Nanex Research

Nanex ~ 30-May-2012 ~ Nasdaq, Facebook, and Order Routing

We would like an explanation for the animated chart below. How can trading at Nasdaq not be affected, when our Regulation NMS requires that orders must be routed to the exchange at the National Best Bid or Offer (NBBO). Nasdaq was not the NBBO for over 2 hours. How could a broker prove that a customer received the best price when the only available (and official) audit trail (UQDF) doesn't include Nasdaq quotes for over 2 hours? More on Facebook IPO anomalies.

Update ~ 31-May-2012 ~ Here is one answer we received.

From the Securities Technology Monitor article Facing Up to a Real Time Trail:
At the very least, investors (and the SEC) might like to ask the Nasdaq for a peek at its Market Replay Pro tool that it developed to "validate best execution and Reg NMS compliance." That shows the "state of the NBBO ... at any point in time.''  
But Market Replay Pro only shows the state of the NBBO from Nasdaq's point of view. You also need to see the state of the NBBO from the point of view of  NYSE-Arca, BATS, BATS-Y, EDGE, EDGE-X and the other 5 exchanges quoting in Facebook that day. And then to verify data from each exchange view, you'd need to synchonize them in time. Which is impossible, because the speed of trading is much faster than the granularity of reliable timestamps. There is a very good reason why Reg NMS mandated the use of a central SIP (Securities Information Processor) as the official reference for the National Best Bid or Offer rather than leave it up to each exchange individually to implement something like Nasdaq's Market Replay Pro.

The mere existence of this tool is the equivalent of a large neon sign proclaiming that Reg NMS, when it comes to the average investor, is no longer followed, and therefore, fundamentally broken.
In order to ensure that investors receive the best prices in Facebook (or any other stock), every order, when presented to an exchange, must be routed to another exchange if that other exchange has a better price. This is known as trade through price protection. Reg NMS set up the use of a SIP that would receive prices from each participating exchange and then display the best bid or offer for a stock in realtime. This is not an easy concept to grasp - even some at the SEC do not fully understand it, which is why we created a simulation program to help illustrate market routing. You can view a video we captured from this simulation tool here, and a more simplified view here. The SIP in these videos is the white box at the bottom. You can also download (bottom of page) this simulation tool (free).
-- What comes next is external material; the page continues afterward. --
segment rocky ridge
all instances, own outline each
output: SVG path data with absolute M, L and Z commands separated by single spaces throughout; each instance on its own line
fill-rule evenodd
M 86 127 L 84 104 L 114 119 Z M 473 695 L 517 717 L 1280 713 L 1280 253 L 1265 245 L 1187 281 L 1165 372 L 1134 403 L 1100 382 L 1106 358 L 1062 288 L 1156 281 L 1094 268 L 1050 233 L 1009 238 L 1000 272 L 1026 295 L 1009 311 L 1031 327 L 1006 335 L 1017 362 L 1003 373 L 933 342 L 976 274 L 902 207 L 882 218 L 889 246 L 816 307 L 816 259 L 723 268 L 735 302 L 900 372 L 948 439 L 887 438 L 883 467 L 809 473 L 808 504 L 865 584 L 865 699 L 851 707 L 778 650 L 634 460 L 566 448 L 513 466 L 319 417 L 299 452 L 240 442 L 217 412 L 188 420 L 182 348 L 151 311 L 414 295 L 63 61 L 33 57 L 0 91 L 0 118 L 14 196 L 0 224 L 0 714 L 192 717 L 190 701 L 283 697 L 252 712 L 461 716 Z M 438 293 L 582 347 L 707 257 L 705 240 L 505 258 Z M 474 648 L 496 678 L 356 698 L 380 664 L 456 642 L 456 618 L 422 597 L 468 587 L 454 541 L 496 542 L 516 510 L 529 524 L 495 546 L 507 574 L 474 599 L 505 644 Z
By using a centralized SIP, Reg NMS made it possible for everyone, from traders to investors, to receive the National Best Bid or Offer from a single consolidated data feed (the SIP), rather than have to subscribe to every single exchange and aggregate the information themselves. And lots of people rely on the data from the SIP. Internalizers use prices from the SIP when internally matching customer orders. Brokers use prices from the SIP when filling out their quarterly reports of trade execution quality. And millions of subscribers pay exchange fees to receive and view data from the SIP.

But not High Frequency Traders (HFT). They use direct feeds, which Reg NMS allows - with the following condition: a direct feed may not receive core information (time, price, size) faster than it is sent to the SIP. Furthermore, exchanges are required to route orders based on the National Best Bid or Offer, which is defined in Reg NMS as the display price from the SIP, and not the price from the direct feed. Nasdaq itself makes this routing requirement clear in a recent rule change proposal. 

So when there is an exchange breakdown or problem, it allows us to see what is going on behind the curtain, so to speak. The feed breakdown in Facebook tells us that the 10 other exchanges could not have been using Nasdaq's quote from the SIP when making order routing decisions. They had to be relying on direct feeds. Which is fine if speed is the only concern, and regulations are merely guidelines. If the concern includes auditing and fair play, well, you many need to adjust your expectations accordingly.

Chart 1
Black dots show where Nasdaq was Best Bid or Offer (NBBO). Red/yellow shading is the NBBO spread that shows through when another exchange was NBBO.

Chart 2
Black dots show where Nasdaq trades executed (all day).

Animation of Charts 1 and 2, showing (1) where Nasdaq was National Best Bid or Offer and (2) where Nasdaq trades occurred.